A second issue which often worries and confuses the public is the economic and social impacts associated with gaming. Again as outlined by Farm Foundation®, the “economic impacts – which tend to be positive – are quantifiable, tangible and measurable; whereas social impacts – which tend to be negative – are qualitative, elusive, and very difficult to measure.” It should be emphasized that simply because something is difficult to measure, does not mean it is not important. The real versus perceived social impacts require serious attention and scrutiny.


One of the more recent and relevant reviews of these impacts comes from Howard J. Shaffer, Ph.D., C.A.S. an associate professor of Psychiatry at Harvard Medical School. Rather than rely on anecdotal evidence or poorly defined methods from the past which have yielded unreliable results, this new methodology uses a very different approach.


Before spending a small amount of time explaining this approach, it must be pointed out that those who find themselves in serious trouble from gambling are a tiny percentage of the public. Most of the people who enjoy the freedom and challenge of gaming walk away without harming themselves, their families, or anyone else – they simply enjoy entertainment.


So, what differentiates this approach? In very simplistic terms, the potential addiction to gambling is viewed as the reaction by some people to a new chemical. Some people will have an adverse effect, some will have no reaction, and others will adapt. It is this adaptation which is stressed in this new approach. What makes this approach useful is that we have existing methods to look at things epidemiologically [the study of disease origins and spread], and this allows for a “quantifiable, tangible and measurable” inquiry.


Take allergies to pets as an example. Most people have no allergy what-so-ever. A subset of people has such strong allergies they cannot be near someone who has cat fur on their sweater. Others are able to adapt after continued exposure and either end up having no symptoms or their reactions are so minimal they do not inhibit enjoying these animals. Using this kind of approach should produce much more reliable results as to how to mitigate any negative results from this industry.

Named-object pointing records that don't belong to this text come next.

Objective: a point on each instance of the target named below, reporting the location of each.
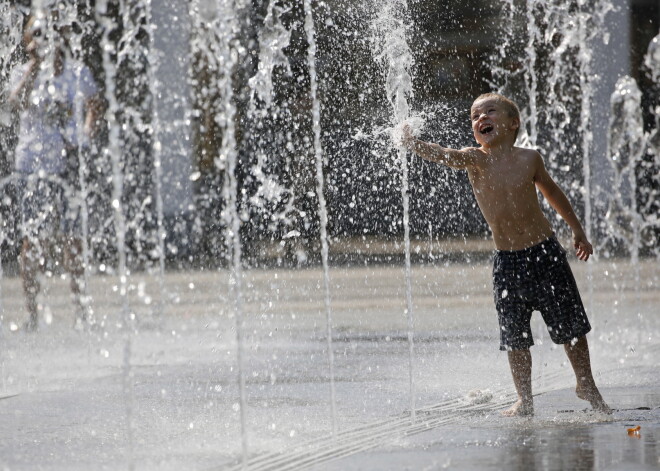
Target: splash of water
(156, 151)
(273, 38)
(391, 29)
(323, 211)
(115, 152)
(228, 159)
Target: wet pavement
(66, 397)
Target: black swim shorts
(538, 278)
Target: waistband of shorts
(541, 246)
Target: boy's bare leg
(578, 355)
(520, 362)
(29, 270)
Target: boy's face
(491, 121)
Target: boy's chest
(500, 180)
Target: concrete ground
(163, 393)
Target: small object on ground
(634, 431)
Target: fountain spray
(393, 52)
(323, 211)
(115, 150)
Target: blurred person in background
(44, 92)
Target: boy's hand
(407, 138)
(583, 248)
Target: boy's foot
(594, 397)
(519, 409)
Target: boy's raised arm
(454, 158)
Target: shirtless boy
(530, 269)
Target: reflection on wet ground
(63, 405)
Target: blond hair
(510, 105)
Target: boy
(530, 268)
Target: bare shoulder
(530, 155)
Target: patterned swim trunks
(537, 278)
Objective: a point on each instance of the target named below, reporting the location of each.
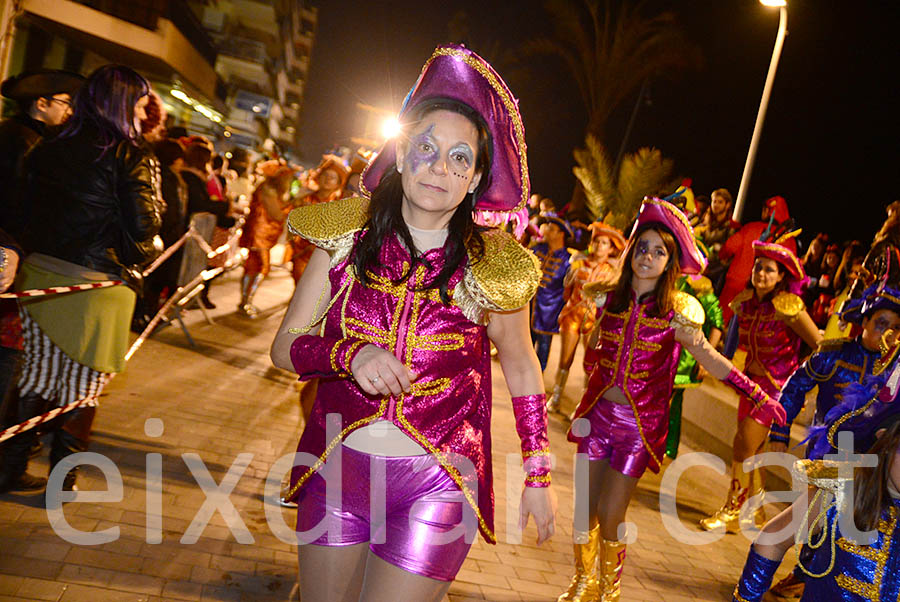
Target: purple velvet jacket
(638, 354)
(448, 410)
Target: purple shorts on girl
(409, 510)
(615, 437)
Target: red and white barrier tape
(46, 417)
(55, 290)
(197, 281)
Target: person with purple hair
(93, 209)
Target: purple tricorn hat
(457, 73)
(655, 210)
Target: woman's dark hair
(464, 235)
(667, 283)
(197, 156)
(871, 496)
(168, 151)
(106, 101)
(783, 285)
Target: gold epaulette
(688, 311)
(788, 305)
(742, 296)
(505, 279)
(701, 284)
(598, 291)
(832, 344)
(325, 222)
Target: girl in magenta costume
(621, 423)
(402, 295)
(773, 322)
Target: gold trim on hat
(481, 66)
(783, 251)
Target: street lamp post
(763, 104)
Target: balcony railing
(146, 14)
(243, 48)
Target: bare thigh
(332, 573)
(383, 581)
(611, 494)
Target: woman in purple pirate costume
(772, 323)
(400, 300)
(622, 421)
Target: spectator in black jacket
(92, 195)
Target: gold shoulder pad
(832, 344)
(505, 279)
(788, 305)
(688, 309)
(742, 296)
(701, 284)
(324, 223)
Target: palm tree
(616, 197)
(610, 53)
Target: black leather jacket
(17, 135)
(97, 210)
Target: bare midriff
(616, 395)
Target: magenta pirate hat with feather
(457, 73)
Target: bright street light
(763, 104)
(390, 127)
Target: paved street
(224, 402)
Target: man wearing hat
(44, 99)
(549, 300)
(836, 365)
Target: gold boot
(728, 516)
(757, 488)
(584, 586)
(611, 564)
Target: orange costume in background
(578, 315)
(301, 249)
(268, 213)
(576, 320)
(739, 250)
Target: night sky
(830, 142)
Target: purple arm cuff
(531, 425)
(315, 357)
(766, 409)
(756, 579)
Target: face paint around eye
(882, 325)
(416, 156)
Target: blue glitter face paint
(422, 149)
(643, 248)
(461, 159)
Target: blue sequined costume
(860, 573)
(836, 364)
(549, 300)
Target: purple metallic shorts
(415, 518)
(615, 436)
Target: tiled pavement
(223, 399)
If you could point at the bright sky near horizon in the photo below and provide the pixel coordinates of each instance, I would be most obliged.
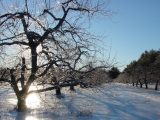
(134, 28)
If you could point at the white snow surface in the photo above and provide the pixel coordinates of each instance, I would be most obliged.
(109, 102)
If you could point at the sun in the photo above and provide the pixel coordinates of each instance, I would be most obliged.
(33, 101)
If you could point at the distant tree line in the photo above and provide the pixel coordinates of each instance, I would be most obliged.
(144, 71)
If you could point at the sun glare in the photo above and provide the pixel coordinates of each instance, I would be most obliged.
(33, 101)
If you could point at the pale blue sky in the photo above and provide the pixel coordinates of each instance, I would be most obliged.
(134, 28)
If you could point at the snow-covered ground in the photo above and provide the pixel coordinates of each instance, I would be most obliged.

The underlying concept is that when a new entertainment industry is introduced, some in the public may initially overspend to enjoy this new activity; but, over time, this will level off and the preponderance of the public will enjoy this leisure interest responsibly.


Finally, who is the target market for those interested in incorporating slots into the gaming industry? The Federal Reserve Bank of St. Louis found that the general population is between 51 and 60 years old and women outnumber men 55% to 45%. “Forty-six percent of gamblers graduated or attended college, compared with 43 percent of the general population.” While any group may participate in illegal activities, the likelihood is low that illicit drugs or prostitution will be rampant – especially considering that women outnumber men.


Further, “[t]he evidence on the financial burden of gambling is mixed. One early study using a national survey found high-income gamblers spend a greater percentage of their income on gambling than do lower-income gamblers – thus, high-income gamblers bear a greater financial burden than lower-income gamblers.” “While the evidence is relatively clear that the average casino patron is not lower income, the financial burden of casino gambling undoubtedly differs by location and should be analyzed on a case-by-case basis.”


This brings us back to our original point about generating tax income for the state. This form of activity is a choice of entertainment, not a forced tax on necessities like food or fuel. The “real” risk of criminal activity is nominal. And, those adversely affected are a small percentage of the public with requirements by the state to pay an additional tax to both help and prevent these events.


Gaming is a long-time established activity by the state. Adding slots should not pose a serious dilemma that cannot be mitigated or overcome.